David Morrell won’t have heard of my hometown, Bendigo, situated a hundred miles inland from Melbourne, Australia, itself one of the most isolated western cities in the world. Although I read in the local paper that a boy who grew up 150 miles still further inland become a make-up artist for the movies and got to live in New York for a year, no one from Bendigo is famous.

But the people of Bendigo know David Morrell. Growing up, I can remember discussing what Rambo meant to America and to masculinity with my brother, a T.V./radio journalist and news anchor. The very idea that I would one day meet Morrell in person was about as likely to my teenage mind as abduction by aliens. And yet here I was, in the audience, having already met him, listening to his life story.

Describing himself as a mild mannered professor on the surface, a seething gangster underneath, Morrell’s journey to Mount Olympus was mind-boggling. As a child he had to sleep under his bed, his pillow over him to protect him from his step-father’s violence. Heart wrenching. To still be standing after such a childhood takes larger-than-life heroism.

And then there was Ken Follet. He wrote his first novel because his car broke down and he couldn’t afford to fix it. He needed 200 pounds, and his friend had just earned 200 pounds from writing a thriller. Full of generous, practical advice (If you have to tell your reader something that takes away from the drama and action keep it to a paragraph. If the story requires a conference between several characters, to keep your reader on board, you must make sure each character present has already been introduced in their own chapter.) And self depreciating, I had to constantly refer to the line of books arranged on the stage to remind myself that this quiet man was one of a handful. He attributed most of his success to luck, timing and necessity, although another glance at his works and I added hard work, persistence and genius.

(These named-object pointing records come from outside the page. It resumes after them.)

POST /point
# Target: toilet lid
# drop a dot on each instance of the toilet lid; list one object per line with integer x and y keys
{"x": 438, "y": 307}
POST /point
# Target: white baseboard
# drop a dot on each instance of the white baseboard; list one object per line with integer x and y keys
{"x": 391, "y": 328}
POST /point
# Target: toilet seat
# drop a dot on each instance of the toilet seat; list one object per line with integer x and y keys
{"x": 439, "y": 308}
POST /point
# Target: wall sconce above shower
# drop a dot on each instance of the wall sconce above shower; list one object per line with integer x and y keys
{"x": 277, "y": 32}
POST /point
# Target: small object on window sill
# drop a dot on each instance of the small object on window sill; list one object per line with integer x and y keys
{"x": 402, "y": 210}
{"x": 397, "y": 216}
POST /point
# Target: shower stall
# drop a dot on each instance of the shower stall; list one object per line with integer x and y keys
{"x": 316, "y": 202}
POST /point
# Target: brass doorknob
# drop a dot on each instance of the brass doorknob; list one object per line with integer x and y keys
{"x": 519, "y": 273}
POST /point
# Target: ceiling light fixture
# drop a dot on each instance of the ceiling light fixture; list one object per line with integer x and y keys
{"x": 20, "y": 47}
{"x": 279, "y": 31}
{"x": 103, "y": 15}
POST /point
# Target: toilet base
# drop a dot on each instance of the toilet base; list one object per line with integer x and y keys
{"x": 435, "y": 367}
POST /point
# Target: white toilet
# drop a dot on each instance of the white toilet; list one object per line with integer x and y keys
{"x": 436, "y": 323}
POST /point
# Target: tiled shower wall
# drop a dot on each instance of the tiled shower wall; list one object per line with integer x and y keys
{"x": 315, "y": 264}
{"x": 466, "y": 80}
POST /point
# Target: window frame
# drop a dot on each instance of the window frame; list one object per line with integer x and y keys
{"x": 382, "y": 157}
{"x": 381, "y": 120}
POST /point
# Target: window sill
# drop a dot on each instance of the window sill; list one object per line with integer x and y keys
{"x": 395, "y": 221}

When encapsulating these authors one phase came back time and again: larger-than-life heroism. Hearing these authors’ stories convinced me they’re able to create such larger-than-life heroes because they are themselves larger-than-life heroes. They pick themselves up from adversity, and through some mysterious combination of tenacity, hard work, generosity, persistence, sugar-lipped charm, necessity, luck, timing and genius they go on succeeding on a scale ordinary people can only dream of. It’s because of what they are that their leading men and women never give failure a second thought.

And so, dizzy from breathing the rarefied air on Mount Olympus, I headed home with a deeper understanding of what separated them up there from us down here, and hoped beyond hope that proximity to these Gods meant some, even if just a little bit of magic would rub off on me.

Jillian Abbott is a former Vice President of MWA/ New York chapter. She is the 2010 Hammett Award Reading Committee Chair and a Thriller Awards judge. She is working on an historical novel set in the 1850s gold rush in Bendigo, Australia.